For each patient, the longitudinal vectors after the disease onset are collected. We used 10 years as the endpoint of disease progression, meaning that we collected 10 longitudinal vectors for each available patient (n = 110), using CRC as an example. We again computed the average of the vectors within individual patients and used them to perform the PCA (Fig. 7b). We defined the occurrence of phenotypes as phenotypes that only occur after the onset of diseases, which did not exist before the disease onset. The new phenotypes were first counted and then normalized by the number of patients within each cluster, represented as frequency. We then selected the top 15 phenotypes within each cluster and represented them in the plot (Fig. 7c).

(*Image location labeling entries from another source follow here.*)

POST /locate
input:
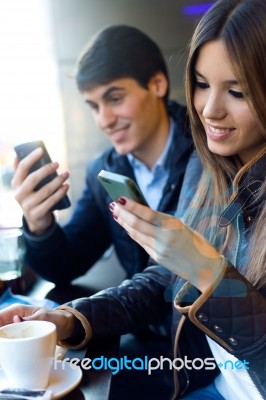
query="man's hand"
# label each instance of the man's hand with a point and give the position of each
(64, 320)
(36, 205)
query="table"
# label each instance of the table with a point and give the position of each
(95, 385)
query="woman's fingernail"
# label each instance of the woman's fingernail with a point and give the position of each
(122, 201)
(111, 206)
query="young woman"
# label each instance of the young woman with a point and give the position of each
(216, 247)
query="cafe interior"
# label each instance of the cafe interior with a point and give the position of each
(40, 41)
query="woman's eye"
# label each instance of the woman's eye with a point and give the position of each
(116, 99)
(201, 85)
(236, 94)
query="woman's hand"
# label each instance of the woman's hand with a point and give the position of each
(64, 320)
(169, 242)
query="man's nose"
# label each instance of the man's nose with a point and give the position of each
(106, 118)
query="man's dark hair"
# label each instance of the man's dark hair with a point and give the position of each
(117, 52)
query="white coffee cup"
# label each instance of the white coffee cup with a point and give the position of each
(26, 353)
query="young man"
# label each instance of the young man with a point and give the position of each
(124, 80)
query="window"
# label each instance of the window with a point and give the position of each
(30, 104)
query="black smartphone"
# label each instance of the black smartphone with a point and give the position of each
(118, 185)
(24, 149)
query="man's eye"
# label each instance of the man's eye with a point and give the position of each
(236, 94)
(201, 85)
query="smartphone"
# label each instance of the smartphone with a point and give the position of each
(118, 185)
(24, 149)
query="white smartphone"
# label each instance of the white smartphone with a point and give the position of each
(118, 185)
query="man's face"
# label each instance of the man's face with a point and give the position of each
(127, 113)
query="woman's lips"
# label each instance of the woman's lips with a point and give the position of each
(218, 133)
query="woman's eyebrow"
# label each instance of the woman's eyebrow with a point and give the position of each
(228, 81)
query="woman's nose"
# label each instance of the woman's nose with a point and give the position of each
(213, 108)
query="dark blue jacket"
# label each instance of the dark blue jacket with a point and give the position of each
(64, 253)
(233, 314)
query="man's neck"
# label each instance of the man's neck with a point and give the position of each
(153, 149)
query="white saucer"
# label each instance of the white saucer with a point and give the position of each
(62, 380)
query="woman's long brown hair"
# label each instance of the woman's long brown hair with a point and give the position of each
(241, 25)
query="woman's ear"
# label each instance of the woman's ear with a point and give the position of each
(159, 84)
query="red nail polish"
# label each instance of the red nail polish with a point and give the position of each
(111, 207)
(122, 201)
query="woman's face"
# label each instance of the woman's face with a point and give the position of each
(220, 103)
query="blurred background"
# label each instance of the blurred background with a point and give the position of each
(40, 41)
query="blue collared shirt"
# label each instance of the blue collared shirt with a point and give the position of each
(152, 181)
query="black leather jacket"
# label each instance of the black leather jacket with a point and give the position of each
(64, 253)
(233, 315)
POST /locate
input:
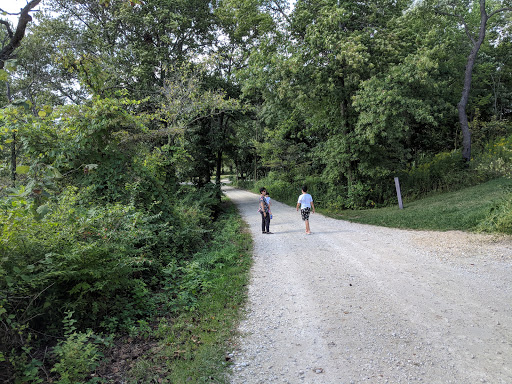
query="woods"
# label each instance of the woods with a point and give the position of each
(118, 119)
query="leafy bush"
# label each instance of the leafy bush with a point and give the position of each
(496, 158)
(446, 171)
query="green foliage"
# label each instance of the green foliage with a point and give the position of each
(475, 208)
(77, 355)
(496, 158)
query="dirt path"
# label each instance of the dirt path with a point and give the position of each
(361, 304)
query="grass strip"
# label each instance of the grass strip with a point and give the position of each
(463, 210)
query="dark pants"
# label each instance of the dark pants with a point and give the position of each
(265, 222)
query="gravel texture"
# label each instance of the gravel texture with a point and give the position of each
(354, 303)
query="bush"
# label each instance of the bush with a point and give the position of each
(446, 171)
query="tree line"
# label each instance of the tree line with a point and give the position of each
(352, 93)
(117, 115)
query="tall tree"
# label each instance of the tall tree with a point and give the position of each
(476, 35)
(15, 38)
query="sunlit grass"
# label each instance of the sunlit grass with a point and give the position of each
(461, 210)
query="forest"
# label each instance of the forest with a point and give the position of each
(119, 118)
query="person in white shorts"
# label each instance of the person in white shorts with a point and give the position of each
(306, 205)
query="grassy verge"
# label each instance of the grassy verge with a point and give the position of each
(191, 348)
(464, 210)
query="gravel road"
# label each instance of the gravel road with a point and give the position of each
(355, 303)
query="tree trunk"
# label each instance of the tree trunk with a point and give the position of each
(461, 106)
(16, 37)
(13, 160)
(219, 167)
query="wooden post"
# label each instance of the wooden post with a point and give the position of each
(398, 193)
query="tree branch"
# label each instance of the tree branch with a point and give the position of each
(19, 34)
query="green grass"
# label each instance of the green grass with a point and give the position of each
(463, 210)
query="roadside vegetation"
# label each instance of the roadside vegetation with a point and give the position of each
(439, 194)
(120, 260)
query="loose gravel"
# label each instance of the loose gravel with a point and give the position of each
(354, 303)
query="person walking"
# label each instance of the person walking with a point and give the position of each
(305, 202)
(269, 202)
(264, 210)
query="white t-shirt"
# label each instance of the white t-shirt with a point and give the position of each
(305, 200)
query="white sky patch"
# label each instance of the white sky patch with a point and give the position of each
(13, 6)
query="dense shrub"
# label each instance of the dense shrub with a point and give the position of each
(105, 263)
(446, 171)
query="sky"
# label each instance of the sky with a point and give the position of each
(13, 6)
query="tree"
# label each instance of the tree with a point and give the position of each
(15, 38)
(458, 10)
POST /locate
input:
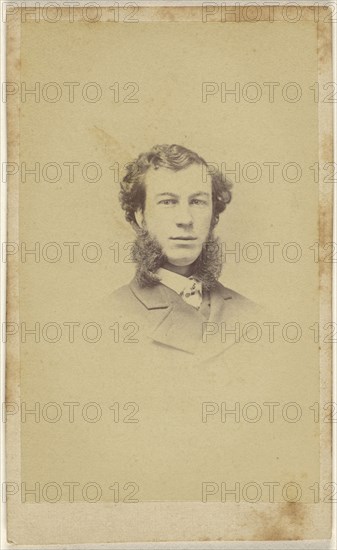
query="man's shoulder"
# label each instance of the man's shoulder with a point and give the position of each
(233, 302)
(229, 294)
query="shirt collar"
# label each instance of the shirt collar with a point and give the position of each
(172, 280)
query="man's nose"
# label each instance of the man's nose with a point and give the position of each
(183, 215)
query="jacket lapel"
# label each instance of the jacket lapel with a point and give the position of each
(172, 322)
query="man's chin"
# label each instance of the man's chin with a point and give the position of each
(182, 262)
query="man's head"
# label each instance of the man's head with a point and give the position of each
(171, 194)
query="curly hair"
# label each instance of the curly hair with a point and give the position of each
(173, 157)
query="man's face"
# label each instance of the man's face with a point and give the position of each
(178, 212)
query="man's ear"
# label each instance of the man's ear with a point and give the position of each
(139, 217)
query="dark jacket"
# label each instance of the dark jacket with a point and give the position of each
(165, 322)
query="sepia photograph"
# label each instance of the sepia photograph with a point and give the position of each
(168, 262)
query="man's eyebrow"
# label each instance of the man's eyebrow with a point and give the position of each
(200, 193)
(166, 194)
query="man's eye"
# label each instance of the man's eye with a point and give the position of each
(167, 202)
(198, 202)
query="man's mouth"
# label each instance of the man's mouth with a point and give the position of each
(185, 238)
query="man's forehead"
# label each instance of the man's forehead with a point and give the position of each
(192, 179)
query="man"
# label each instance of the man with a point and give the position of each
(173, 203)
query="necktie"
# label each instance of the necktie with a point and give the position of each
(192, 293)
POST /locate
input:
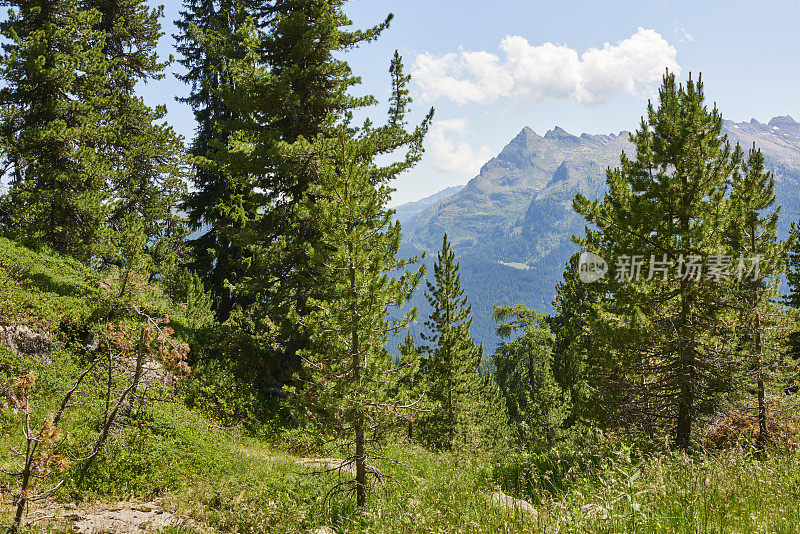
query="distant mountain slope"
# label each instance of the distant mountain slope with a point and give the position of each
(407, 212)
(512, 224)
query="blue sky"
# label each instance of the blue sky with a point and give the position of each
(488, 71)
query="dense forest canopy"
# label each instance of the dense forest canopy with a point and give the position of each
(248, 281)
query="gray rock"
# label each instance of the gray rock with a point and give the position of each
(513, 504)
(593, 512)
(25, 341)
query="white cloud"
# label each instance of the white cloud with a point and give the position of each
(452, 155)
(547, 71)
(681, 34)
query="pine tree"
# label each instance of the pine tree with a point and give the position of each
(286, 83)
(536, 405)
(146, 157)
(91, 171)
(411, 385)
(668, 204)
(349, 373)
(577, 368)
(54, 92)
(792, 298)
(753, 233)
(222, 202)
(451, 358)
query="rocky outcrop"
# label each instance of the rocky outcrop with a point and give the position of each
(594, 512)
(513, 504)
(25, 341)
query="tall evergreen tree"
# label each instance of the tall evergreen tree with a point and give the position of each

Software versions and code availability

The patient embedding model is implemented through tensorflow version 2.3.0, and the high-level API tensorflow.keras, version 2.4.0. Models were trained using an NVIDIA 2060-Super GPU with 8 GB RAM. The code for running the model and synthetic data is available at the GitHub repo https://github.com/suxian06/language-model-based-patient-embedding/tree/main. Data analysis using TSNE, PCA, GMM, and BIC was implemented through the scikit-learn version package 0.24.2 in Python. Logistic regression and analysis of variance (ANOVA) were implemented using statsmodels, version 0.12.2. Plots were generated using Matplotlib version 3.4.3, Seaborn 0.11.2. The online interactive charts were generated using Altair version 5.0.1. Survival analyses (Kaplan–Meier plot and Log-rank test) were performed using the scikit-survival packages in Python, version 0.14.0. Log-rank test used in differentiating the subgroup survival was also based on the scikit-survival package (compare_survival function). Standardization, numerical operations, and data cleaning are done with numpy version 1.23.0 and scipy version 1.6.2.